Dena had finally settled herself, begun to calm her irritations of the day, when her bedroom door opened. She sat up and said, “What?”

“Nothin’.” Geddy crossed the room and went down on his knees next to the bed. Slipping his arms around her waist, he leaned in to kiss her. First, she resisted. Second, she succumbed. Third, she pushed him away.

“Not tonight,” she whispered.

“Why not?” he said in a normal voice.

She put her finger to lips to hush him. “Because I don’t want to.”

He kissed her again, and she let him, let him unbutton the top three buttons on her nightgown. When he tugged her closer, tried to put her legs around him, however, the bed groaned. She pushed him back again, frowning

“He’s right there.” Dena jerked her thumb toward the wall behind her bed. The sofa where her nephew slept was on the other side.

“So come into my room,” Geddy said.

“I don’t want to.”

“Why not?”

“Because I don’t want to.”

For an instant, they were still, glaring at each other, she in annoyance, he in frustration. Against her leg, she felt how hard he was, but still she put her hands on his shoulders and pushed him away. With an exasperated snort, he went back to his own room, and a few minutes later she heard the now familiar box springs symphony. It drove her nearly to madness and, kicking the covers off, she stormed through the bathroom and opened Geddy’s door.

“Am I keepin’ you awake, ma’am?” he said. Even in the dark she knew he was smiling.

Honeymoon Suite

Dena snatched the sheet off him and said, “Get up.”  When he was up, with his pants on, she took him by the arm, led him through the kitchen, and up the stairs to the third floor. The honeymoon suite was palatial and sumptuous in the moonlight. Dena had never slept in the bed, and even though it would require her to change the bedding again in the morning, she pulled back the coverlet and pushed Geddy down on the silk sheets.

They went at each other with a rabidity that Dena couldn’t remember having experienced before. It was the sort of wildness she thought she should have felt at all those orgies and never had. When all of the hollering and humping was done, Geddy rolled off her, panting, and laughed.

“Well, alright,” he said.

“Now, that’s what a honeymoon suite is for.”

“I’ll tell you what.” Geddy rolled onto his side, kissed her shoulder, but instead of going to sleep, he said, “You was married. Did you have a good honeymoon?”

“Oh, gag. Let’s not talk about that.”

“I didn’t mean nothin’ by it. I was just curious.”

“Mediocre wedding night. Mediocre marriage.”

“That’s a real shame.”

“Not for you.

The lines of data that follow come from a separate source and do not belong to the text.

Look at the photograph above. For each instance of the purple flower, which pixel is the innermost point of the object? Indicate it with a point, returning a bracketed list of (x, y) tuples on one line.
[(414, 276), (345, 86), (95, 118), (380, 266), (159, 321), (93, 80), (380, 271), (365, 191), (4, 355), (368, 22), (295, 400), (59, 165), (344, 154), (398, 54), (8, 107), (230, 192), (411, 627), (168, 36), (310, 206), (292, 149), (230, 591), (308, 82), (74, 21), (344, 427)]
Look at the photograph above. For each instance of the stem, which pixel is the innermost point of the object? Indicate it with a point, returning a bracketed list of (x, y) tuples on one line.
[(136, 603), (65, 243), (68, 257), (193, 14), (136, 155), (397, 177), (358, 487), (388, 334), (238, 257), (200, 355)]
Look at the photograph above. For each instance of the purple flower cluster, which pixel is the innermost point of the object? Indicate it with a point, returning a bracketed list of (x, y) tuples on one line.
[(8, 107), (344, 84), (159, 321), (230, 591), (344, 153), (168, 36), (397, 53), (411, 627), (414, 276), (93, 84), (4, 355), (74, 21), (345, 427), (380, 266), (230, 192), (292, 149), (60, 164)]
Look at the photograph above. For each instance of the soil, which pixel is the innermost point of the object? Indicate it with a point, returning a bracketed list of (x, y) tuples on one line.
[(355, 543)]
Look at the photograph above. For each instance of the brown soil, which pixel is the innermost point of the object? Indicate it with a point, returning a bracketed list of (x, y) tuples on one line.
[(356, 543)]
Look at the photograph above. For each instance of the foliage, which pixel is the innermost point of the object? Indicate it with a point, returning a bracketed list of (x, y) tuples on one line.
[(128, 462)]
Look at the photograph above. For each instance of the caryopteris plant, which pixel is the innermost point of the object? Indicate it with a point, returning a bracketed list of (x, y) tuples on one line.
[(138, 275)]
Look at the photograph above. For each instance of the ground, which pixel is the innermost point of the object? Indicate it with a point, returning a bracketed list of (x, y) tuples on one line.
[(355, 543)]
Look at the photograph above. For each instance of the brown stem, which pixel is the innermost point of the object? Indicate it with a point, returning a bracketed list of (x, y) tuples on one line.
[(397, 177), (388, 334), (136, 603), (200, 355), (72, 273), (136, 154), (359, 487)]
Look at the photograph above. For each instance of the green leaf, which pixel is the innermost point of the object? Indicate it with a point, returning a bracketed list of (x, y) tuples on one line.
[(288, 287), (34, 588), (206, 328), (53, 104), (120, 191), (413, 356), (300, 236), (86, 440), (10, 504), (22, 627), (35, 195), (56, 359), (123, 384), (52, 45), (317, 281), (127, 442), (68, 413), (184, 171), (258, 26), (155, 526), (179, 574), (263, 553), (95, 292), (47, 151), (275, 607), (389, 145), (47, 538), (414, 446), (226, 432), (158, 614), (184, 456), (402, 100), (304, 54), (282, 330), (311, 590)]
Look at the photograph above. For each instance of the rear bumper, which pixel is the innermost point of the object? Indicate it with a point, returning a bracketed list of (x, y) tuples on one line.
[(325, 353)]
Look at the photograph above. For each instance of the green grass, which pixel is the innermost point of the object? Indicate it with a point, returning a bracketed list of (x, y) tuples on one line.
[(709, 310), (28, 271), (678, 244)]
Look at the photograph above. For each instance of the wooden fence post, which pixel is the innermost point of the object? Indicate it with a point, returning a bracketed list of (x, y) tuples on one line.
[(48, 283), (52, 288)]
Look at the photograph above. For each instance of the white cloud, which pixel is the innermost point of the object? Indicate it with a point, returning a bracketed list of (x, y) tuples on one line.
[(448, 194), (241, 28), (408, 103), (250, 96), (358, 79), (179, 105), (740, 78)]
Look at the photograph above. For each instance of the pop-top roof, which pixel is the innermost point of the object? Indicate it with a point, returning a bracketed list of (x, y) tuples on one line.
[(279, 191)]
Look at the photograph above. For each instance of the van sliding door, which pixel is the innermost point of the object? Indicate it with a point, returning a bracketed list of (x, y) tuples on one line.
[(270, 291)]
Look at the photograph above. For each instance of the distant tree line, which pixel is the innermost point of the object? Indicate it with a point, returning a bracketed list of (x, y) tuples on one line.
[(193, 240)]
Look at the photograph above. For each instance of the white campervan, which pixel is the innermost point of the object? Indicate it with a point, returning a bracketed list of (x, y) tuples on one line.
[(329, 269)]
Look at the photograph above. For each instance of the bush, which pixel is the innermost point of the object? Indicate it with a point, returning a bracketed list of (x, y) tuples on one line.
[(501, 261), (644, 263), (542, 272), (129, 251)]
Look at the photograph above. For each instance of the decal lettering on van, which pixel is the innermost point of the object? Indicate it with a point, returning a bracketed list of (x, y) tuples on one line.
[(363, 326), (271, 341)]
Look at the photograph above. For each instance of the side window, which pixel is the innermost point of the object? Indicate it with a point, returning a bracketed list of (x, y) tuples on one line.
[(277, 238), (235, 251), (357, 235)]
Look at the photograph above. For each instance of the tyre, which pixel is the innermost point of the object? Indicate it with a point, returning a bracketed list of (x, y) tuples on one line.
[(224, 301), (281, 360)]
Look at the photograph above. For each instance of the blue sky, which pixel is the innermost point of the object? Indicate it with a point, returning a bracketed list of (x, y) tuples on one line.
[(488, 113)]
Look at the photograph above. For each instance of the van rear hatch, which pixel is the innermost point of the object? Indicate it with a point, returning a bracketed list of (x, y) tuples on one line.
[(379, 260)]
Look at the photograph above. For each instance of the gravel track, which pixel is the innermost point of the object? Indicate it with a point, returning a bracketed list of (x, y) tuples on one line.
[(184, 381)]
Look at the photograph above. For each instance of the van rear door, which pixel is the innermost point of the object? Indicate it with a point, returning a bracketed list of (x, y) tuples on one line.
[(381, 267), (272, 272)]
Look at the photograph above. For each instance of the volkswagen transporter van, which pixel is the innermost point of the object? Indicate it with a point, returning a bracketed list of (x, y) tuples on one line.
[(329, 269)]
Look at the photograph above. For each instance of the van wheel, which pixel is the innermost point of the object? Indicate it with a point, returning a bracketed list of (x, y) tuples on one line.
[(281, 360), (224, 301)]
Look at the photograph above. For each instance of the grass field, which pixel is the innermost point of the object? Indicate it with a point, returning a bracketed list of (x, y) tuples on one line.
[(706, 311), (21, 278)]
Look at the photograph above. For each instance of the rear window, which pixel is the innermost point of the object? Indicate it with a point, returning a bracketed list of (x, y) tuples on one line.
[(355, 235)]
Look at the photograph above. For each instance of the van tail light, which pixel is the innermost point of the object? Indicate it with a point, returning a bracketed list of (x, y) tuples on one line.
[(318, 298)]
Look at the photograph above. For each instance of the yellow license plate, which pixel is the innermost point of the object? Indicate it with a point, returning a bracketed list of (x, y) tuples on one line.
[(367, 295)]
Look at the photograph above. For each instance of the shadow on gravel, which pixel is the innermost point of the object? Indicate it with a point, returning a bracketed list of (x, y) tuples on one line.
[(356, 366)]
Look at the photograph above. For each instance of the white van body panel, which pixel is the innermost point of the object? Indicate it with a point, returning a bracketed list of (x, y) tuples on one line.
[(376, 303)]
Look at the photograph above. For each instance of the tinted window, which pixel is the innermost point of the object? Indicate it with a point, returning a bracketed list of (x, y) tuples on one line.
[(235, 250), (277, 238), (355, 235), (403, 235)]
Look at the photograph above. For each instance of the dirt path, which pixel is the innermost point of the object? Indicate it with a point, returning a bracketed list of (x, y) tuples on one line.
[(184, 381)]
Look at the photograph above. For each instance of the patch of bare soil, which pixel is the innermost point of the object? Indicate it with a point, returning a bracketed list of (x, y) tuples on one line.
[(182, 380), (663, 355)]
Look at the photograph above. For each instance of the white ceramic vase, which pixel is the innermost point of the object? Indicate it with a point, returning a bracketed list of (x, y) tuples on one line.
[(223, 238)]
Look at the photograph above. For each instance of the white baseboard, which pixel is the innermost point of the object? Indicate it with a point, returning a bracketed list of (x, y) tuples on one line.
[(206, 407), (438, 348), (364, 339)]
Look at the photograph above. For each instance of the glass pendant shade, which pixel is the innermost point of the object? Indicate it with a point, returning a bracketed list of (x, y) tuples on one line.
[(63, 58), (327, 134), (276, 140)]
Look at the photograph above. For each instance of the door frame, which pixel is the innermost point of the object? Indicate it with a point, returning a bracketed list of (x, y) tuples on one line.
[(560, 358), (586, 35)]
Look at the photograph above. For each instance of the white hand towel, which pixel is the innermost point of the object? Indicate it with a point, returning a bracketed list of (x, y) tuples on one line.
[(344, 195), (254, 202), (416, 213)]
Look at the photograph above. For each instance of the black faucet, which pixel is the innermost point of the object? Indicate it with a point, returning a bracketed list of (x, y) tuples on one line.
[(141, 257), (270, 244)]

I definitely would not be fucking you if I were happily married.”

“You better watch that dirty mouth of yours.” He tugged at a piece of her hair.

“Or what?  You’ll wash my mouth out?”

“Might. I know a thing or two about it.”  Dena thought there was an innuendo in there, but then Geddy said, “You know, I can’t hardly believe how you let Cole talk to you.”

“Oh….” Dena had been about to say, “He’s just a kid,” but he wasn’t. She didn’t have an answer for why she put up with Cole’s rudeness. She settled for a lie. “I don’t really care.”

“I ever talked like that to my Aunt Claire, she woulda took a belt to me.”

Wanting to get back to that silly, half-drunk feeling, Dena ran her hand down Geddy’s belly. The sheets were already dirty.

The second time, he had the decency to fall asleep immediately after. Dena lay in her floating bubble of happiness. The one that Cole always popped. Usually, she got her bubble if she went walking in the evening and saw something lovely: a perfect sunset, a budding flower, two romancing lizards, a happy squirrel. She never let herself think about how unlikely it was that the squirrel would survive the summer without getting run over.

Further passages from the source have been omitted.